The bill would also give small businesses more flexibility by changing the so-called 75/25 rule, which requires recipients of funds under the program to use three-quarters of the money for payroll costs and limit other costs to no more than 25% in order to be eligible for loan forgiveness. The new ratio would be at least 60% on payroll and no more than 40% on other costs.

The legislation would also allow businesses that receive loan forgiveness under the program to defer payroll taxes.

The push to make fixes to the loan program comes as Democrats and Republicans have yet to reach agreement over how to move forward with a new, sweeping coronavirus relief package. But sponsors of the bill argue that fixes to the Paycheck Protection Program can’t wait until Congress comes to a consensus on a bigger package.

“I hope that Congress doesn’t mess this up en route to some grand bargain,” Roy told CNN on Wednesday.

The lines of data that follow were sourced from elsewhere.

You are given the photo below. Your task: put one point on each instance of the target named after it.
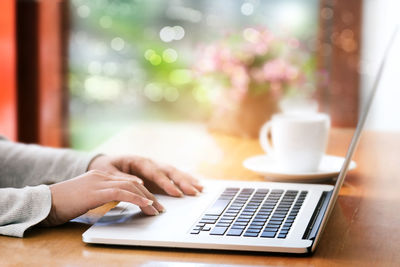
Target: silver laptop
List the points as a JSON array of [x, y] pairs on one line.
[[234, 215]]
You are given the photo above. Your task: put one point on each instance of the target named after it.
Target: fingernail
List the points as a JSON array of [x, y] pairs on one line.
[[180, 193], [154, 211], [196, 192]]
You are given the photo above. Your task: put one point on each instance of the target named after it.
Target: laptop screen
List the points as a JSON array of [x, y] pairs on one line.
[[356, 138]]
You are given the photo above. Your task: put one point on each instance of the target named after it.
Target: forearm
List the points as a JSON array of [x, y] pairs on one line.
[[22, 165], [22, 208]]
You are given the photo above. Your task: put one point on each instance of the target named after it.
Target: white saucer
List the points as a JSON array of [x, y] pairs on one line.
[[263, 164]]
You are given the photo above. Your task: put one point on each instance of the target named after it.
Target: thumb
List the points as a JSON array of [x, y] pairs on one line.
[[129, 176]]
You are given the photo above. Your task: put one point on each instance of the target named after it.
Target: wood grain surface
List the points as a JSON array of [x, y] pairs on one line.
[[363, 229]]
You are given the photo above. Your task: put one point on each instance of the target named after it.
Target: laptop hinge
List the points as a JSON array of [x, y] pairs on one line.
[[318, 215]]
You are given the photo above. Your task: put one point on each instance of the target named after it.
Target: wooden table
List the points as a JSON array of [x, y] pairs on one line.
[[363, 229]]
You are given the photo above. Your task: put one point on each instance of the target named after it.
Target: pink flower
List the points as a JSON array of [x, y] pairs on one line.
[[279, 70]]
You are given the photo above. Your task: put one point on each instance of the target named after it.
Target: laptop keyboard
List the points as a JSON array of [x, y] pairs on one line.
[[252, 213]]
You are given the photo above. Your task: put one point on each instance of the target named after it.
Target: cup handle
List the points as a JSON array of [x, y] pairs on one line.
[[263, 138]]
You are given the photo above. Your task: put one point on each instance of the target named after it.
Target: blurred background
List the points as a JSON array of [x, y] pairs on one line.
[[76, 72], [133, 60]]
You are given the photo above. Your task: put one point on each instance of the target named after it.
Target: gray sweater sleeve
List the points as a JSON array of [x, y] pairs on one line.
[[25, 200]]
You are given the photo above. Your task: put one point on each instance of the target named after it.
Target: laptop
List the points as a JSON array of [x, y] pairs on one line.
[[234, 215]]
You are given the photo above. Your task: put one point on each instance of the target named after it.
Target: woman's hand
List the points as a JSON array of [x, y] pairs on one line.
[[117, 179], [75, 197], [167, 178]]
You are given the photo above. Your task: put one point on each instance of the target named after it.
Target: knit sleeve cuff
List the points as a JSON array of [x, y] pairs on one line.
[[23, 208]]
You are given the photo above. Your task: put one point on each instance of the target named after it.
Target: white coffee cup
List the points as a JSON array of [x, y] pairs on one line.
[[298, 140]]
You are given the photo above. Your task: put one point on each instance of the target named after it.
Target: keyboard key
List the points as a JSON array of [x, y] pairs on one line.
[[218, 207], [268, 234], [252, 230], [238, 226], [218, 230], [208, 221], [235, 232], [282, 236], [250, 234]]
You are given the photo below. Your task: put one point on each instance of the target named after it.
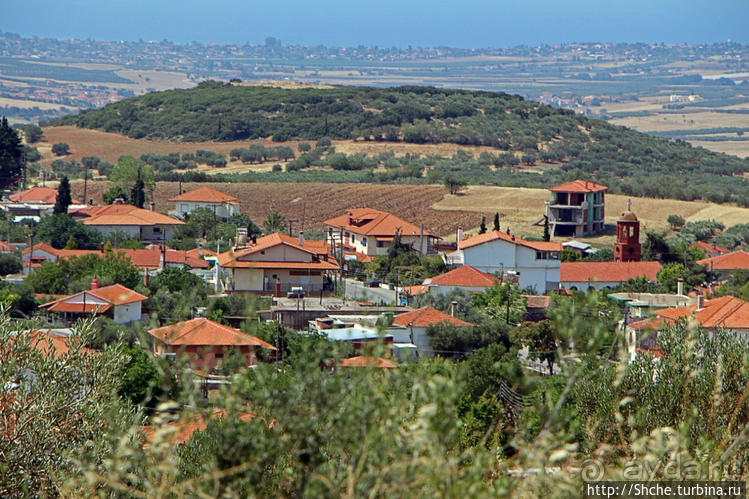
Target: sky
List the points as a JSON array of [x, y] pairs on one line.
[[386, 23]]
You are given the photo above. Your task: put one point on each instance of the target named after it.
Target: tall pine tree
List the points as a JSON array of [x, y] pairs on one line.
[[138, 192], [11, 154], [63, 196]]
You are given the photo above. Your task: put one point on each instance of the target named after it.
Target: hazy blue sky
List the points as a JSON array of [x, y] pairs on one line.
[[464, 23]]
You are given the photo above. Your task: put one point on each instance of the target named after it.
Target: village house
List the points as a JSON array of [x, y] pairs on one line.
[[411, 327], [710, 249], [726, 263], [275, 263], [122, 304], [222, 205], [576, 209], [535, 264], [33, 203], [207, 343], [366, 232], [464, 278], [585, 276], [137, 223], [726, 313]]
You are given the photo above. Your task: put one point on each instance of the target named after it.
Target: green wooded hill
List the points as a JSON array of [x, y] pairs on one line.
[[627, 161]]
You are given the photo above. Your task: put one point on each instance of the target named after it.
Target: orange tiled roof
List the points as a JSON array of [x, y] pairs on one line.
[[426, 316], [203, 332], [727, 311], [364, 361], [116, 294], [729, 261], [368, 221], [126, 214], [465, 276], [607, 271], [205, 195], [43, 195], [579, 186], [494, 235], [318, 249]]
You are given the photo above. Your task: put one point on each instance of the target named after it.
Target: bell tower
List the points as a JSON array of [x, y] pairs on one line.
[[627, 247]]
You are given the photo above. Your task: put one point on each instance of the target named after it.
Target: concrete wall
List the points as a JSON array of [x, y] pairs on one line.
[[127, 313]]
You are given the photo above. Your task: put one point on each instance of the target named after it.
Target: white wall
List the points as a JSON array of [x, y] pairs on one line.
[[502, 256], [127, 313]]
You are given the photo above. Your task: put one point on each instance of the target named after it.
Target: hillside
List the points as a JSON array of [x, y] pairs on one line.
[[557, 143]]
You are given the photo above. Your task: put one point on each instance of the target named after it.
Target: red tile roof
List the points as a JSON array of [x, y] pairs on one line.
[[317, 251], [727, 311], [43, 247], [465, 276], [116, 294], [496, 234], [205, 195], [202, 331], [579, 186], [730, 261], [607, 271], [125, 214], [426, 316], [43, 195], [364, 361], [371, 222]]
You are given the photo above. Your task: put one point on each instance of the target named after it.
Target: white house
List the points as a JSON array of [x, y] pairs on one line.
[[464, 278], [536, 263], [223, 205], [121, 303], [276, 263], [411, 327], [370, 232], [144, 225]]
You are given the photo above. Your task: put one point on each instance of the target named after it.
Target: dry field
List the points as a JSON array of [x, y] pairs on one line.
[[440, 212], [519, 207], [110, 146], [314, 203], [684, 121]]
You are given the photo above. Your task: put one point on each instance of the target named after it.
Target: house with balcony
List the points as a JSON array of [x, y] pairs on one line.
[[223, 205], [367, 232], [576, 209], [532, 264], [275, 263]]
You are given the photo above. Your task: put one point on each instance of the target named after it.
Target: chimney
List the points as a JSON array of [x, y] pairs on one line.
[[241, 236]]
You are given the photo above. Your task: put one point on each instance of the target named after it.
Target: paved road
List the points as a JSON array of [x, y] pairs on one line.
[[355, 289]]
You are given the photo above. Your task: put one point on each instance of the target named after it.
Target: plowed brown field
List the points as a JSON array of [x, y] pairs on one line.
[[317, 202]]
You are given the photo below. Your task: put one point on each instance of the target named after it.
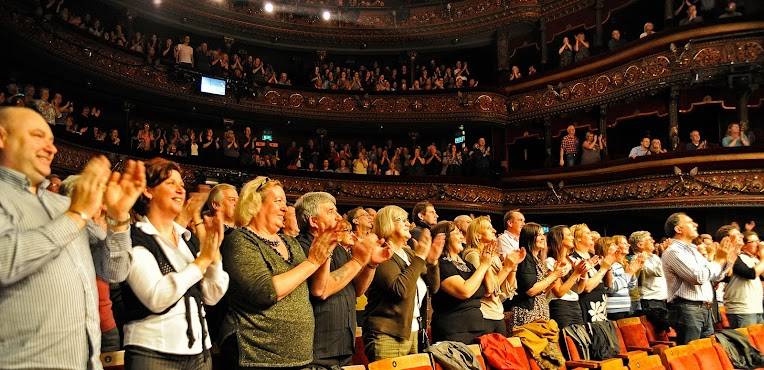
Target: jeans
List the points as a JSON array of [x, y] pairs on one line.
[[570, 159], [741, 320], [691, 321]]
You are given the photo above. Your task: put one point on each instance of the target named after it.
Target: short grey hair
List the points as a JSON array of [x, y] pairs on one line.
[[306, 207], [67, 185]]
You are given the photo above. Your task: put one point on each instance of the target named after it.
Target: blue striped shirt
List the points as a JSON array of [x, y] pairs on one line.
[[689, 275], [48, 268]]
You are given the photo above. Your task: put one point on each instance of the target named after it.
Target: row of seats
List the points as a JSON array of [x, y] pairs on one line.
[[641, 348]]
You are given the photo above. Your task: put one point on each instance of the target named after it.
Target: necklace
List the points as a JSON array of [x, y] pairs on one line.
[[268, 242]]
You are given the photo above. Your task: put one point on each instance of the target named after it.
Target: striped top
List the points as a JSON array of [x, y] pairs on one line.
[[688, 274], [48, 268]]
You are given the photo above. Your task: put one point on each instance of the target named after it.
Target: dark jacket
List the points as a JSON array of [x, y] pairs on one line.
[[390, 307]]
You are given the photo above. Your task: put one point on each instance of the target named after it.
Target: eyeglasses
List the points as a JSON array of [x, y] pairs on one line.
[[262, 185]]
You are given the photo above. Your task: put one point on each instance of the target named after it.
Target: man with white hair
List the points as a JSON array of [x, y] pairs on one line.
[[334, 303], [222, 200]]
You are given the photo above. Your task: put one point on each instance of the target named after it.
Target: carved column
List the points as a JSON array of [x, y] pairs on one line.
[[673, 143], [544, 49], [603, 129], [742, 109], [548, 141], [412, 57], [598, 7], [502, 49], [668, 10]]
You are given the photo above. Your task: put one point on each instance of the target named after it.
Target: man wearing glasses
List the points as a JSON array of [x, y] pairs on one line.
[[743, 295]]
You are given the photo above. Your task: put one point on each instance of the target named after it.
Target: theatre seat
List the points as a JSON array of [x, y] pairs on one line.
[[711, 355], [419, 361], [680, 358], [647, 363], [636, 338], [475, 348], [113, 360]]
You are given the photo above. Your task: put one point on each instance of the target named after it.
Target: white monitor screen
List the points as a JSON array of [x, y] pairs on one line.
[[213, 86]]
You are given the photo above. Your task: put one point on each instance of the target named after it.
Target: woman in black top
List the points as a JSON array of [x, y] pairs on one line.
[[456, 306]]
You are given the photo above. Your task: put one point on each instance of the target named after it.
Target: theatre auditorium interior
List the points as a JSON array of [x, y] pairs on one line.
[[381, 184]]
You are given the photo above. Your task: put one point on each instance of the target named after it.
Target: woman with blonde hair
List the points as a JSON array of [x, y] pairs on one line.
[[269, 323], [593, 298], [456, 306], [499, 281], [394, 311]]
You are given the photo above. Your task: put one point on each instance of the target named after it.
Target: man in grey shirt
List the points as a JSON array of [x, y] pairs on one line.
[[49, 252]]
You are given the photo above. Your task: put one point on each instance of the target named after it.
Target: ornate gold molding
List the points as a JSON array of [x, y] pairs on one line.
[[554, 94], [661, 189]]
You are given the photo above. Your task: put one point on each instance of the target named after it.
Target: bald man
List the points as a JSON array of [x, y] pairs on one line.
[[52, 251]]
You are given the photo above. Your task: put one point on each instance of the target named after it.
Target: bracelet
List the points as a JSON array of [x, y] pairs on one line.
[[82, 215], [117, 223]]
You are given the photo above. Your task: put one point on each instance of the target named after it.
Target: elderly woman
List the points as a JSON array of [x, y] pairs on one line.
[[395, 298], [533, 278], [172, 275], [563, 296], [500, 280], [456, 306], [270, 319]]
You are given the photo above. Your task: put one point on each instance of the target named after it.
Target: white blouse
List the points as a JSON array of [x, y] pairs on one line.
[[166, 333]]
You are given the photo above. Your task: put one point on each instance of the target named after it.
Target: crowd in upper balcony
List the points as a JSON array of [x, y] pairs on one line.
[[576, 48], [246, 70]]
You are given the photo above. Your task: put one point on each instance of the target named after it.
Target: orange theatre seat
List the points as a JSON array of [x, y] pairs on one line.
[[756, 336], [419, 361], [710, 355], [647, 363], [113, 360], [680, 358], [635, 336]]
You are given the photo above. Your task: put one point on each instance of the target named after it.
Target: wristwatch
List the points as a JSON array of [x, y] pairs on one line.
[[81, 214], [117, 223]]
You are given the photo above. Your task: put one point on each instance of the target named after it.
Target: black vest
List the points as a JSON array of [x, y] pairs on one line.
[[135, 310]]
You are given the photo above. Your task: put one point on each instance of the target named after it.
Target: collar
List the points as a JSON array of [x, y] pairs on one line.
[[20, 180], [147, 227]]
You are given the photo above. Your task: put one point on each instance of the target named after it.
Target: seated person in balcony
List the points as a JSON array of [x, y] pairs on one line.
[[591, 148], [615, 40], [515, 75], [692, 16], [566, 52], [649, 29], [184, 53], [730, 11], [642, 149], [695, 142], [569, 148], [656, 147], [735, 137], [581, 48]]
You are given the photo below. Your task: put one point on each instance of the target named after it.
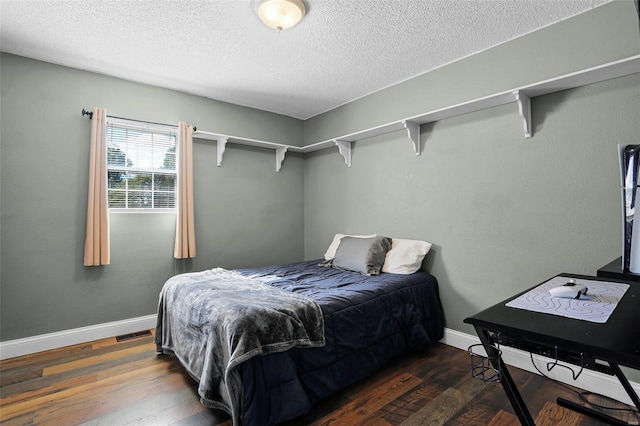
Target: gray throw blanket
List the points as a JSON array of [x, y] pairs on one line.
[[216, 319]]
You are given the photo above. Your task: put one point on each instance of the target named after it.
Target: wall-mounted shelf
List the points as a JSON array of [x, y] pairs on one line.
[[520, 96]]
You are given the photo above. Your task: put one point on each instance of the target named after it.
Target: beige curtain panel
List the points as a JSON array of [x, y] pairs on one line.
[[185, 246], [97, 244]]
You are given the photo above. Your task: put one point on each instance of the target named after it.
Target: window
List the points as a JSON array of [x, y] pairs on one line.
[[141, 165]]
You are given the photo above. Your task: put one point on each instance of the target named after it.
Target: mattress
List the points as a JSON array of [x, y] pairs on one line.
[[368, 320]]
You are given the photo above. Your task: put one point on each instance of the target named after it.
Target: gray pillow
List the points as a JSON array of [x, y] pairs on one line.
[[363, 255]]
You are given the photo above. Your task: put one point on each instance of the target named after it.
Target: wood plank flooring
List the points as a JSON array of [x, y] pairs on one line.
[[126, 383]]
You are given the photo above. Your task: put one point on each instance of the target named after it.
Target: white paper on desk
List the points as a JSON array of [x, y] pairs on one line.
[[602, 298]]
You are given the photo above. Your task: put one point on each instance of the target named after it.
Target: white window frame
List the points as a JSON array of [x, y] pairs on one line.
[[153, 128]]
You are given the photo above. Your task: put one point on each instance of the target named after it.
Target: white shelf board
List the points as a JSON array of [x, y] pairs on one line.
[[519, 95]]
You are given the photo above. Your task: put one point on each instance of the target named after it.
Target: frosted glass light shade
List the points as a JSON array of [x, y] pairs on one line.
[[281, 14]]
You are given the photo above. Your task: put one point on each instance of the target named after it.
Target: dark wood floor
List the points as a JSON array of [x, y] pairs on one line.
[[126, 383]]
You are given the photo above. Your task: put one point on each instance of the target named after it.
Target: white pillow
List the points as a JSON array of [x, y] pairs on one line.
[[405, 256], [331, 251]]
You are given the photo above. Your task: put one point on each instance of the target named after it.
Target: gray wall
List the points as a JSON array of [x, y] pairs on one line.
[[503, 212], [246, 213]]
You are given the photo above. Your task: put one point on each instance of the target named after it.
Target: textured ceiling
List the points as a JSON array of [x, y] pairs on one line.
[[341, 51]]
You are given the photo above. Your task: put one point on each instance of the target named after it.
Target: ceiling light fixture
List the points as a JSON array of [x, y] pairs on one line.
[[281, 14]]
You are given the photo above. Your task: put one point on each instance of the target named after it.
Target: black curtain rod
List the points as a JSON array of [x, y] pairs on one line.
[[90, 114]]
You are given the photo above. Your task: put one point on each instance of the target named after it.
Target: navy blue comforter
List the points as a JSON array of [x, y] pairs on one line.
[[368, 321]]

Moving forward with these fixes to the program is the first sign that House Democrats are willing to advance narrow pieces of legislation following their passage of a $3 trillion aid package earlier this month. The sweeping package reflected Democratic priorities and was not a product of bipartisan negotiation.

For now, smaller tweaks to already-enacted aid programs may be more imminent.

The Paycheck Protection Program was set up as part of an earlier relief plan — the CARES Act — to help small businesses continue to pay workers during the crisis. The program’s rollout has been hampered by technical issues and glitches, but small business owners have clamored for the aid and the program’s funding has already been replenished once by lawmakers after funding ran dry.

The push for bipartisan fixes to the program comes as business owners have complained that the terms of use are overly restrictive and do not offer enough flexibility amid the crisis.

The House is scheduled to take up the bill under a suspension of the rules vote Thursday, a procedural move reserved for the passage of uncontroversial legislation with widespread bipartisan support.

A group of senators pushed to pass their own version of legislation to provide greater flexibility for the loan program last week, but the Senate did not pass it before adjourning for the Memorial Day weekend.

The Senate bill includes significant differences from the House proposal. It maintains the so-called 75/25 rule and gives businesses 16 weeks, not 24, to use their funding.

House Majority Leader Steny Hoyer told reporters on Tuesday that he hopes the Senate will take up the small business revisions that pass in the House.

“I don’t know that there’s much reconciliation; there’s not that much difference,” Hoyer, a Democrat from Maryland, said of House and Senate versions of the legislation.

“What we think is there is a general consensus between both the House and Senate that the time frame that was set was too short. Unfortunately, we had hoped that this would be resolved sooner,” he said referring to the coronavirus threat. “I don’t really think there’s a lot to resolve.”